By Modified with permission from the Texas Municipal League.
1. Allot ample time to be effective in your public service role. Your most important responsibility as an elected official is participation at board, alderman and/or council meetings, but attending meetings isn’t enough. Research, study, and discuss the issues; keep yourself informed.
2. Pace yourself. Prioritize the meetings you attend. Recognize the need to spend time with your family and achieve a healthy work/life balance.
3. Deliver on your promises. Most major decisions and actions require approval of the governing body, which takes a majority vote.
4. Treat your colleagues, constituents, and staff with fairness and respect. People come to you with issues that are important to them. Do what you can to resolve their issues or suggest other resources that might be helpful.
5. Allow your city or town staff to do their work and handle operations. Your primary role is to set policy and direction for your municipality.
6. Take your budget preparation role seriously. The budget is your policy development tool and road map. It determines what your city or town does or doesn’t do in the coming year. When budget cutbacks are necessary, ensure adequate funding for activities that are vital to municipal operations.
7. Be aware of the little things. While little things can go unnoticed, it’s often those tiny details that require the most attention.
8. Establish policy statements. Written policy statements let the public and staff know where they stand, and help the governing body govern. Written policy statements also provide a process to develop consensus.
9. Maintain the infrastructure. Make certain you are keeping up with what you have before taking on new projects. Deferring maintenance costs to the future burdens the next generation of leaders.
10. Be comfortable telling people that you don’t know the answer to their question. It’s better to tell constituents that you need to research an issue rather than provide inaccurate information.
11. Always keep the long-term interests of your city or town top of mind. Don’t be hurried into action or misled by the demands of special interest groups who want it done their way, right now.
12. Be open and honest with your colleagues. It’s unwise to spring surprises on your fellow local government officials or municipal staff, especially at formal meetings. If a matter is worth discussing, it should be placed on the agenda. Surprises often cause embarrassment, create distrust, and erode the team approach to governance.
13. Respect and don’t bypass the system. If you have a city or town manager or other chief administrative official, follow policy and avoid personal involvement in day-to-day operations.
14. Don’t let others bypass the system. Insist that people work with your staff first. If direct contact with elected officials is necessary, ensure it happens with the governing body as a whole and not on a one-on-one basis.
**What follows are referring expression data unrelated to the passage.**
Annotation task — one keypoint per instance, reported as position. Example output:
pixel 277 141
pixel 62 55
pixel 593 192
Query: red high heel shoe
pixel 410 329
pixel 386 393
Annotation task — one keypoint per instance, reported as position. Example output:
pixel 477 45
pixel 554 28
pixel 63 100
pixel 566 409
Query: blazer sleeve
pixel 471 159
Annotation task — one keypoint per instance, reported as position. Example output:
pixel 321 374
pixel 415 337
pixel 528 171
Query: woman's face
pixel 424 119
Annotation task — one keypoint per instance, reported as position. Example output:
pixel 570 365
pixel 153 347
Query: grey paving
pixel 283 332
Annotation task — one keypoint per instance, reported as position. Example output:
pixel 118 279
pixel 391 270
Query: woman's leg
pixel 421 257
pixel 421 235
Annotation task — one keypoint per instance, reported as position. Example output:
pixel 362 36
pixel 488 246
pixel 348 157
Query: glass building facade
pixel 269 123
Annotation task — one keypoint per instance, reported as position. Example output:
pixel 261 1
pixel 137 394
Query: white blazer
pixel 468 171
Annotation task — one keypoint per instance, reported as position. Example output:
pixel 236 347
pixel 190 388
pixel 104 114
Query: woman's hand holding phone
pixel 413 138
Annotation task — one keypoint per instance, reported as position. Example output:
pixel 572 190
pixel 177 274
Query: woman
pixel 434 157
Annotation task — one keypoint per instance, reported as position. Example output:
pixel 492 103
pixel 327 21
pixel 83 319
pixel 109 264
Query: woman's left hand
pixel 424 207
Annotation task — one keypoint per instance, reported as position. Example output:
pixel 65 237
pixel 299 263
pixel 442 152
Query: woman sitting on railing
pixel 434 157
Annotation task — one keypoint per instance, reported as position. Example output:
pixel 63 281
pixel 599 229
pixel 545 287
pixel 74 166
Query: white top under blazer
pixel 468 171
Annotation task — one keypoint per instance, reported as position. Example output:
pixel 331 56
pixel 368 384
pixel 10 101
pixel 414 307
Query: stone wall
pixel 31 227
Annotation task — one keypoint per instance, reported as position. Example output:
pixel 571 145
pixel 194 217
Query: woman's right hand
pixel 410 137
15. Formalize your personnel rules and regulations. Make sure they’re clear. For example, if you don’t pay for unused sick leave when an employee is terminated, put it in writing
16. Familiarize yourself with the New Hampshire Right-to-Know Law (RSA 91-A). Respect the letter and intent of this law.
17. Keep your constituents informed through a regular editorial in the local newspaper, radio interviews, or news releases. Be friendly in your interactions with the news media. Effective communications keep citizens engaged and fosters civic pride.
18. Keep your city and town staff informed, particularly those on the front line who have frequent contact with the public or are in a decision-making role.
19. Appoint citizen advisory committees as needed and be prepared to follow their advice. Appointing your opposition to a desired committee helps them work for you, instead of against you.
20. Hire the best people you can and give them as much responsibility as they can handle. Support and inspire them to succeed.
21. Encourage your employees to look for new ideas and better ways of doing things. Listen to what they have to say.
22. Make sure your city or town has a solid financial accounting and reporting system in place.
23. Remember that your municipality does not operate in a vacuum. You must work within the intergovernmental system to be effective. Keep in contact with school, county, state, and federal officials. Use the New Hampshire Municipal Association as a resource.
24. Keep your eye on state (and federal) legislation that can negatively affect your city through unfunded mandates or by eroding your ability to make decisions locally. Read NHMA’s Legislative Bulletin for weekly updates on key state legislation and regulations.
25. Budget money for your officers and employees to attend NHMA workshops and conferences. NHMA provides excellent learning opportunities and personal contacts who can be valuable to you, your staff, and elected officials. Read NHMA’s NewsLink for updates on upcoming workshops, webinars, and other training and educational opportunities.